Larimar Therapeutics, Inc. - (LRMR)
10-K Filing Date: March 14, 2024
Cyber Risk Management and Strategy
We have implemented and maintain various information security processes designed to manage cybersecurity risks relating to our critical computer networks, third party hosted services, communications systems, hardware and software, and our critical data, including intellectual property, confidential information that is proprietary, strategic or competitive in nature, and data related to our clinical trials and products (Information Systems and Data).
Our Director of Information Technology, assisted by our managed information technology service provider and other third party service providers, lead the Company’s cybersecurity risk management processes. This group works to identify and assess risks from cybersecurity threats by monitoring and evaluating our threat environment and the Company’s risk profile using various methods in certain contexts, including, manual tools, subscribing to reports and services that identify cybersecurity threats, analyzing threat intelligence reports and feeds, conducting scans of certain environments, and other tests.
We implement and maintain various technical, physical, and organizational measures, processes, standards and policies designed to manage risks from cybersecurity threats to our Information Systems and Data, as applicable depending on the environment, including incident detection and response, disaster recovery/business continuity policies, network security controls and data segmentation, access controls, physical security, asset management and tracking, systems monitoring, and employee training.

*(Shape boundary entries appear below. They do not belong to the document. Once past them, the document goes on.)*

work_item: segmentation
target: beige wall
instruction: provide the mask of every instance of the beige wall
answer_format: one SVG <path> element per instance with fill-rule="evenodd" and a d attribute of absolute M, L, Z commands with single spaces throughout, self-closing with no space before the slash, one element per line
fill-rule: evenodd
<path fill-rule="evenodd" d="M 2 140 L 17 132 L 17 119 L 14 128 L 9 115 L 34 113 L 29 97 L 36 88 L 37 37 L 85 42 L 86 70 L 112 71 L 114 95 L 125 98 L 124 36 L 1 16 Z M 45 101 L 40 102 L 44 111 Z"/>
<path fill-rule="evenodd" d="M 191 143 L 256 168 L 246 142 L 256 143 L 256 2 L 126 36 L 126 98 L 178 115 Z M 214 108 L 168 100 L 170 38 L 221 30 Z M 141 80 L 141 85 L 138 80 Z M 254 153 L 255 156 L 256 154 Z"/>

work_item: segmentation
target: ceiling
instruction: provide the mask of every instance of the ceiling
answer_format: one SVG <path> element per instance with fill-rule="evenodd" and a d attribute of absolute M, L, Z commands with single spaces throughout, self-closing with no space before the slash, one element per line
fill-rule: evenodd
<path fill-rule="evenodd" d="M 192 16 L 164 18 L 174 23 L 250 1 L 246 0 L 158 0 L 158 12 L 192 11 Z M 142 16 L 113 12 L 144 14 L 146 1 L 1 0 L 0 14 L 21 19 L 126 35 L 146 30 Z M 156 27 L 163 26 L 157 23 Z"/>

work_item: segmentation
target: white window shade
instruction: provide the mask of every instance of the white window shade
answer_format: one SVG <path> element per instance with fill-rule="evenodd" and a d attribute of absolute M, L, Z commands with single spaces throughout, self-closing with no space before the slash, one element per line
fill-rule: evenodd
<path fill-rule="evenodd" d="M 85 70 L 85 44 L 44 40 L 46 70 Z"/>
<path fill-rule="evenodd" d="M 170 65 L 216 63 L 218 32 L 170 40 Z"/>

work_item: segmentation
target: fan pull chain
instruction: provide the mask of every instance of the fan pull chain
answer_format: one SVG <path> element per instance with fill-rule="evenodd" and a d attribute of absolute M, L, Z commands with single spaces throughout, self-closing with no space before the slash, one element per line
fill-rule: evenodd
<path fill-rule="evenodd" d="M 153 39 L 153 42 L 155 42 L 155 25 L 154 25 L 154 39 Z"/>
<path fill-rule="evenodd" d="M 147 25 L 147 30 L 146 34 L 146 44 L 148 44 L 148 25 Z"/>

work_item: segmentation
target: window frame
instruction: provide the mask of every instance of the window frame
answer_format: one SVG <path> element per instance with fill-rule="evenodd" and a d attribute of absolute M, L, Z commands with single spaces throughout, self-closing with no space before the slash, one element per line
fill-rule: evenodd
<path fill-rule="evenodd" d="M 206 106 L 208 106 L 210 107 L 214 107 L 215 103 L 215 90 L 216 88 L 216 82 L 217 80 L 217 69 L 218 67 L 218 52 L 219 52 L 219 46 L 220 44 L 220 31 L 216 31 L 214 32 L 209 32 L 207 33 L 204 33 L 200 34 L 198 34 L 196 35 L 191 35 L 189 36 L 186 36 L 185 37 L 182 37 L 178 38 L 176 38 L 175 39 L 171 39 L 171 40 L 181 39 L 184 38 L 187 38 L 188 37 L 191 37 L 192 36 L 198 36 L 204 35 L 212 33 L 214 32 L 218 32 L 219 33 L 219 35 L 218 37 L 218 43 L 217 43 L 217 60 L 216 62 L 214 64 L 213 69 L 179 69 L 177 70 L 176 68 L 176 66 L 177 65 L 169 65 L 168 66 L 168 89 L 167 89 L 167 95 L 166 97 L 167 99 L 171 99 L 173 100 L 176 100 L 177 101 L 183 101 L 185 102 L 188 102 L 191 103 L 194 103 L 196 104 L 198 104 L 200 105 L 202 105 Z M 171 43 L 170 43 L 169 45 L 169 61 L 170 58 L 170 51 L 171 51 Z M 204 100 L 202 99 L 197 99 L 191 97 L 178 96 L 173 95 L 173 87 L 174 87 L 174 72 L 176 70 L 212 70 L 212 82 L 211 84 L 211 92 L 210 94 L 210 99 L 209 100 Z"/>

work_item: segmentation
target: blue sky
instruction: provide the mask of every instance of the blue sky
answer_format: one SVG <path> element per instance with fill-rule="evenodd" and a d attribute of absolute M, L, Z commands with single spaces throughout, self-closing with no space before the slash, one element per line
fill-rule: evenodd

Our assessment and management of risks from cybersecurity threats are part of the Company’s overall risk management processes. Our Director of Information Technology works with management to prioritize our risk management processes and mitigate cybersecurity threats that are more likely to lead to a material impact to our business.
We use third-party service providers to assist us to identify, assess, and manage risks from cybersecurity threats. These third-party service providers may include threat intelligence service providers, cybersecurity consultants, cybersecurity software providers, managed cybersecurity service providers, and dark web monitoring services.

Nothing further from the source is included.